The reason for this is that both paper and printing here is cheap along with labor. The original author also licenses for cheap. The publishing houses however take a large cut increasing the cost of the book.

People get a hold of the epub and print them and sell them for 1/4th of the price sometimes 1/10th for new and even less for used.

The only way I see around this is digital libraries. Let people rent unlimited books (but like Netflix limited at a time) and take a monthly cut.

4 comments

Paper, printing, and labour have nothing to do with the price of the book. Like college textbooks and drugs, you can sell in India if you mark your prices in accordance with what the market can afford. Otherwise, people will pirate.
That's essentially Kindle Unlimited. It's one of the key pillars to Amazon's dominance of the publishing sector. As an author, you have to give them 3 months exclusive publication rights to use it. You get paid per pages read, divided among all the other pages a customer reads that period. And if you opt out, your book's distribution on Amazon is affected.
Well yes, piracy is always going to be cheaper.
Similar to how Prime Video doesn't work in many Latin American countries that have poor internet and sneakernet of hard drive swapping with piracy.

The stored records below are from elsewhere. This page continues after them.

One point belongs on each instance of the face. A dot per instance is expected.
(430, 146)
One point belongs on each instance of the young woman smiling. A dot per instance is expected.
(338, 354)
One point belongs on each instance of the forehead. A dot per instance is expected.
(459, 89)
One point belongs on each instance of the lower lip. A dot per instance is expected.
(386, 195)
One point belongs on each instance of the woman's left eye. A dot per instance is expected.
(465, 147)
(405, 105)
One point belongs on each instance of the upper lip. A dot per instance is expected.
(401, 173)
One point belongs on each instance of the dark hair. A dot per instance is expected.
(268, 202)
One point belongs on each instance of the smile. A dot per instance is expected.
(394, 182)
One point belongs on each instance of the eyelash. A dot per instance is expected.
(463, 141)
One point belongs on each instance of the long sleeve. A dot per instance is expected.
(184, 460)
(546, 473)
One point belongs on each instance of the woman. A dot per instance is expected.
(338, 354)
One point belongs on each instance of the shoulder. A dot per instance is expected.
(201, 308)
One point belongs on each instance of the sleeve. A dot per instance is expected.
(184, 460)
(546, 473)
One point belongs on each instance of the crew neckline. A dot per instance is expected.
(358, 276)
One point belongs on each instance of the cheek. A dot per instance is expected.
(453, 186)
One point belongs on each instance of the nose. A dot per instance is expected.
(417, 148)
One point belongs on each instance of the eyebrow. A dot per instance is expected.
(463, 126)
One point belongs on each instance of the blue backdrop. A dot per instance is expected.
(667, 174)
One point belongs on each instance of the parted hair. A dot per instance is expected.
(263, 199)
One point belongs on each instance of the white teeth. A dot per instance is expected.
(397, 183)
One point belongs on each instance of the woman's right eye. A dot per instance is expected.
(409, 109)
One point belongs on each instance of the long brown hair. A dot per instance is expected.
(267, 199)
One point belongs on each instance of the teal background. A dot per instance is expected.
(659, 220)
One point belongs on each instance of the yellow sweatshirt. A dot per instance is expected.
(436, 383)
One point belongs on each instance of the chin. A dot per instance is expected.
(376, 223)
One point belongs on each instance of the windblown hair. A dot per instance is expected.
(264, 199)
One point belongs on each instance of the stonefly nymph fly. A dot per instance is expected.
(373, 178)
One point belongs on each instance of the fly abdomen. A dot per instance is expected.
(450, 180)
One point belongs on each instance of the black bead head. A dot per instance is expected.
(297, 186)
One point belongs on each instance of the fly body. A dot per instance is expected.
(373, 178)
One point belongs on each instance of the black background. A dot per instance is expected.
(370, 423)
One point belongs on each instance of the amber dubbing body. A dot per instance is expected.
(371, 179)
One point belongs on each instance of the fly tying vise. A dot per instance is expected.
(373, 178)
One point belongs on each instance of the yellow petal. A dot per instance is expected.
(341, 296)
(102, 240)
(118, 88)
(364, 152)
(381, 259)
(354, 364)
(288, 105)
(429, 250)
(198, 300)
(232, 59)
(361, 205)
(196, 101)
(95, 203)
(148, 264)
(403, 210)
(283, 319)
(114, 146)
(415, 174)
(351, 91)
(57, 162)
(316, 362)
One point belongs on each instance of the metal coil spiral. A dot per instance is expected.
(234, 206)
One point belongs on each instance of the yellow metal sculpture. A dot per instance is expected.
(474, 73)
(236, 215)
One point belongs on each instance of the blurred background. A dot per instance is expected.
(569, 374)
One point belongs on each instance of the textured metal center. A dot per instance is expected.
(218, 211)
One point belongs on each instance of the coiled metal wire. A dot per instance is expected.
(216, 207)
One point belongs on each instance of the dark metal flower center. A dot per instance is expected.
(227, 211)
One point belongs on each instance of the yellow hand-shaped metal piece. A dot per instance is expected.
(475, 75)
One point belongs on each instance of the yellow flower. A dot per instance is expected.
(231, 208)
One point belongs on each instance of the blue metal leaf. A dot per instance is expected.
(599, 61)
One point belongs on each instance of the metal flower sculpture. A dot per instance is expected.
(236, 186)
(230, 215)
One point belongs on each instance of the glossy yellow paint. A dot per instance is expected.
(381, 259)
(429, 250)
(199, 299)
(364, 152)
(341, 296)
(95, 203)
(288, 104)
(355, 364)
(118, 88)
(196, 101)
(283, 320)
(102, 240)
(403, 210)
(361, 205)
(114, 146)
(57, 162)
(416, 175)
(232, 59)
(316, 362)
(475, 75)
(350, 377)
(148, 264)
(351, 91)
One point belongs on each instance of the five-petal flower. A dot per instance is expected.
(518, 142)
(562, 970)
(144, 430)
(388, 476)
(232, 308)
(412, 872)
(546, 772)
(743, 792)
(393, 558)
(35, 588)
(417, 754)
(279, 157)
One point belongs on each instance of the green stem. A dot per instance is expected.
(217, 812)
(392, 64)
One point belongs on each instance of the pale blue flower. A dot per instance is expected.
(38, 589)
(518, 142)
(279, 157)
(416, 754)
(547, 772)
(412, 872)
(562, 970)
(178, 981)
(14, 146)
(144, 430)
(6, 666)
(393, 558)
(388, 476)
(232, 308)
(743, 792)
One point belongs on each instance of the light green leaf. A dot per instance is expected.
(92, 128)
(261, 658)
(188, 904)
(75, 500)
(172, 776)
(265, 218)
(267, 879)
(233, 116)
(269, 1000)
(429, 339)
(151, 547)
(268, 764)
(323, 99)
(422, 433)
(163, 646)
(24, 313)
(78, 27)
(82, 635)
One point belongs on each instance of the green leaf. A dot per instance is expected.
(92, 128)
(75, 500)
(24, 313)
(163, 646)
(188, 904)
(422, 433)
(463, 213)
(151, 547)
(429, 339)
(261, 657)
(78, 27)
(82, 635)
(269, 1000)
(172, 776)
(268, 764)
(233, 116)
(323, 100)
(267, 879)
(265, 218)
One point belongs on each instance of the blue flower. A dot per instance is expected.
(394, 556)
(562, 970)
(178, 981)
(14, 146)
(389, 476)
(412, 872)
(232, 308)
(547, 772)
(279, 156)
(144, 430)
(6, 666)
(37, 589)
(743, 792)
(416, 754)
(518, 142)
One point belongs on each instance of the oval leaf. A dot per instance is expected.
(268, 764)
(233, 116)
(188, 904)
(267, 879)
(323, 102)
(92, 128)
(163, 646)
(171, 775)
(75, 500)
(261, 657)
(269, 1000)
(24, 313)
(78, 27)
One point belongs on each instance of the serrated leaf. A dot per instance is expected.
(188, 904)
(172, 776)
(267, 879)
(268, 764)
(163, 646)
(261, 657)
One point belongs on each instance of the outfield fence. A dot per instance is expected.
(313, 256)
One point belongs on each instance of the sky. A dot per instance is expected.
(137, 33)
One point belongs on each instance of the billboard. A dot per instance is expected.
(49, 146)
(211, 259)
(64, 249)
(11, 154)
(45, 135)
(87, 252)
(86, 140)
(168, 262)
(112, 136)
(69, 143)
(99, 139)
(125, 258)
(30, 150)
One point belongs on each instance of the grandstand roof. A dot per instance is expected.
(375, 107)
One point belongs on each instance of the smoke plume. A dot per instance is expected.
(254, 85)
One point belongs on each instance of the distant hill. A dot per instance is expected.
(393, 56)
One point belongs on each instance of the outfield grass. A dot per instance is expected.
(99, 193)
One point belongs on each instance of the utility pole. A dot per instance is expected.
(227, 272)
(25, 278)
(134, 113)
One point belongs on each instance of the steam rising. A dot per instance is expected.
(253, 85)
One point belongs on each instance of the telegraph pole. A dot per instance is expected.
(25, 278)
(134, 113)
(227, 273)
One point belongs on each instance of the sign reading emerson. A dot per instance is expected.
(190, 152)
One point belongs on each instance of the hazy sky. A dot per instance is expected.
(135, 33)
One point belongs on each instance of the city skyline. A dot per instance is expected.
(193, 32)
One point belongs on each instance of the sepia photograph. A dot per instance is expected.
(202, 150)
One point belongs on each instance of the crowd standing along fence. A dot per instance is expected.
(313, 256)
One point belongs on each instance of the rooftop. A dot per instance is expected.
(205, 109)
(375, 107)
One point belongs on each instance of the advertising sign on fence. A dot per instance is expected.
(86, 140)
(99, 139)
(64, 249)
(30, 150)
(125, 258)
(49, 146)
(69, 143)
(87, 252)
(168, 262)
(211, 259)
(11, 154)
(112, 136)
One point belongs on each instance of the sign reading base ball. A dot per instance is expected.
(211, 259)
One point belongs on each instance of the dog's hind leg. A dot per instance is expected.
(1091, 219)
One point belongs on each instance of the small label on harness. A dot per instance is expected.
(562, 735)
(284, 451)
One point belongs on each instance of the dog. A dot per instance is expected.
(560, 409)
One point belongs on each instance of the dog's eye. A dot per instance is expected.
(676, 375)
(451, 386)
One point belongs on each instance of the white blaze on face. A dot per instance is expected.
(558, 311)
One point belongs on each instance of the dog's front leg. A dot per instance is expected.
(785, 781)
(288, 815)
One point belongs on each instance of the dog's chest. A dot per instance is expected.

Of course piracy is cheaper lmao

> In India Amazon makes little sense. Neither does kindle nor does local book store.

Of course! The number of books outside educational material sold in this country with huge population is insignificant. And it is not much surprise since most people can't really afford much.

But at least mobile data is really cheap and Whatsapp is free, so people get all the information they care about just from this combo.